Elasticsearch is the most popularly used data store for building a Search Engine, Centralized Logging, Observability, or Threat Hunting use cases.
That also means Elasticsearch is omnipresent in many organizations.
In this post, we'll see what are some important topics that you need to prepare for an Elasticsearch interview.
Basically, Elasticsearch is clay that one could mold into different shapes. Due to this, you might notice the different approaches that one takes to build a cluster. So, depending on the role, you might need to prepare or brush up on topics relevant to the Elasticsearch interview.
The Stack
As shown in the mind map, Elastic Stack is the set of building blocks (products) that interact with Elasticsearch and make up the whole experience.
Elasticsearch
Above Mindmap gives a birds-eye view of most of the Elasticsearch concepts, but it is still not complete.

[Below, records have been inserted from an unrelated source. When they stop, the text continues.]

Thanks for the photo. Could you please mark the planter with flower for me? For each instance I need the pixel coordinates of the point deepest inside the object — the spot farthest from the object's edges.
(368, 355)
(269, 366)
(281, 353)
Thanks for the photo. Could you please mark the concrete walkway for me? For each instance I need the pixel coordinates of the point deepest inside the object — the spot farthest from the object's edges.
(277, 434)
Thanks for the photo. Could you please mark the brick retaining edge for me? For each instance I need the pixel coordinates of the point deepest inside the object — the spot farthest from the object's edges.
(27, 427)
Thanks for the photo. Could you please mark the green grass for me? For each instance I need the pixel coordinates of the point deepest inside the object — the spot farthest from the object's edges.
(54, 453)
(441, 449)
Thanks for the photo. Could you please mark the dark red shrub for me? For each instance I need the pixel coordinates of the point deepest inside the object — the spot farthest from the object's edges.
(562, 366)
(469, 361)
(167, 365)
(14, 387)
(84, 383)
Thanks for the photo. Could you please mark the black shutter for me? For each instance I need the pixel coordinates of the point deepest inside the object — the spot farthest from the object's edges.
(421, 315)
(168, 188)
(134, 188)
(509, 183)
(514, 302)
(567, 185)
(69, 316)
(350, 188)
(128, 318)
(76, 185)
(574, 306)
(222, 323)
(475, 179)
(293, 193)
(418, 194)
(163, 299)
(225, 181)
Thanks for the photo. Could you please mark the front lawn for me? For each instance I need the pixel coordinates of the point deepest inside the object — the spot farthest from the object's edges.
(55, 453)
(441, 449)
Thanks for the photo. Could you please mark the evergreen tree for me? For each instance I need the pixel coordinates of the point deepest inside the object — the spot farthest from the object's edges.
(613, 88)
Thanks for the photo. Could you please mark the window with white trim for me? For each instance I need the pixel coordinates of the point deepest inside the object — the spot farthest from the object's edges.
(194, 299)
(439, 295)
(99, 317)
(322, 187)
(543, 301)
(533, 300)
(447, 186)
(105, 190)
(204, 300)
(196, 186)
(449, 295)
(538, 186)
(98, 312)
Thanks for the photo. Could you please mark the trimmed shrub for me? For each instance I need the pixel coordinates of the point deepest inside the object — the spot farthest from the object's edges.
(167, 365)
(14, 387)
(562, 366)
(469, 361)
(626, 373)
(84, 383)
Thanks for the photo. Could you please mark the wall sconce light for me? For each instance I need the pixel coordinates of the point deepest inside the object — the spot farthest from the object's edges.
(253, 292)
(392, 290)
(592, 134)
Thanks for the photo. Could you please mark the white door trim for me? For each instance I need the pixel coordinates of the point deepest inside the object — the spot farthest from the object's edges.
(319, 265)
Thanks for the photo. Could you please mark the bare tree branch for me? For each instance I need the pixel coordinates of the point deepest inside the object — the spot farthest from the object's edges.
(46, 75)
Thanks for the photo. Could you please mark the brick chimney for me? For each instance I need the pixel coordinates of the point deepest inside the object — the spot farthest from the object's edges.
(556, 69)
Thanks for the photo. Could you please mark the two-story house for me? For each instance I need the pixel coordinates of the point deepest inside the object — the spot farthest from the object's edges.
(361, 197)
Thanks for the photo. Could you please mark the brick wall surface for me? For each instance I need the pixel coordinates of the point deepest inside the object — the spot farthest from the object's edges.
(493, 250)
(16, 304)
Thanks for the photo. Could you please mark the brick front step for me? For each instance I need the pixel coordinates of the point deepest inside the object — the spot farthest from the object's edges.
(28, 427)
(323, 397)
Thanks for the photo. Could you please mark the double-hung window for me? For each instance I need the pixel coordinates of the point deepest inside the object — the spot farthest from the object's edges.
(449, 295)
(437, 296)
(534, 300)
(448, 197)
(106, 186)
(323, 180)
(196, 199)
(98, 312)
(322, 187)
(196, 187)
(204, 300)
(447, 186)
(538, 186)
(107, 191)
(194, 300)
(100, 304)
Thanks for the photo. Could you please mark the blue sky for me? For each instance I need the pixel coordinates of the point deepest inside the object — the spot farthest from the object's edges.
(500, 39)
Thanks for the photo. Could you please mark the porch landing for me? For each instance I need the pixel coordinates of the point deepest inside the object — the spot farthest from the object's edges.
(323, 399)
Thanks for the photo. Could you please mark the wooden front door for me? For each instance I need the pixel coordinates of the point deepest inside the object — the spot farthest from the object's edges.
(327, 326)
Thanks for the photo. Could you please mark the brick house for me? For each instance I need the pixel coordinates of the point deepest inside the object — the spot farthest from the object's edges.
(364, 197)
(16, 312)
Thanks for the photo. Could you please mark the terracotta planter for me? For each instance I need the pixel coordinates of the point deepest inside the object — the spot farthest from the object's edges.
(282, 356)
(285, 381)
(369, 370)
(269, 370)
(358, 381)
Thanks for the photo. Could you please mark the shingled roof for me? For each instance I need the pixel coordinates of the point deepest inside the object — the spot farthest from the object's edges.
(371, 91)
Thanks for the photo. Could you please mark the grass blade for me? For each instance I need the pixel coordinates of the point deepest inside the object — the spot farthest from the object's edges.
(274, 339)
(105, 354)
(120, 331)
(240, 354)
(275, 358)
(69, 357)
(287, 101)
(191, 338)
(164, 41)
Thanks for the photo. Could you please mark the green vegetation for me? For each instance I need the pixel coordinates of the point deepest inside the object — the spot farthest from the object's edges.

Topics like Nodes, Indexes, Shards, Replication are important for any role. You also need to learn about managing, using, and designing the cluster using these concepts. Because to build a Search engine, you need to create a cluster that could take more read's or to build an Observability platform, you need to create a write-heavy or hybrid cluster. Reading theory on the above topics helps you to answer questions on scale, reliability questions in the interview.
Queries and Aggregations
There are different types of queries and aggregations as shown in the mind map. Combination of those you can search/analyze data in a lot of ways using QueryDSL. The Term, Match queries are most important as it combines both structured and unstructured querying tactics. On aggregations, Bucket, Min, Max, Avg, Rate, Range are a few to look at.
Administering the cluster
An important part of the role would be managing the cluster at scale. It'd be good to read about monitoring the cluster by using Stack Monitoring, Index Lifecycle Management, Snapshot, and Restore.
On top of it, learning about upgrades, cluster coordination layer, specific feature limits (and why?) would be an added advantage.
As a developer, developing applications by using Elasticsearch as a NoSQL storage engine. It is essential to learn about various language (REST) clients, SQL features.
As a DevOps/Security practitioner, you might be using Kibana as a window to examine but at the end of the day, it is Elasticsearch queries that are initiated from Kibana. Having a grip on Elasticsearch, you would be acing the interview for the most part. However, you could refer to Kibana Lens, Kibana Query Language (KQL), Timeseries Visual Builder topics.
These are a few minimal tips to prepare for a role that will be having a focus on Elasticsearch.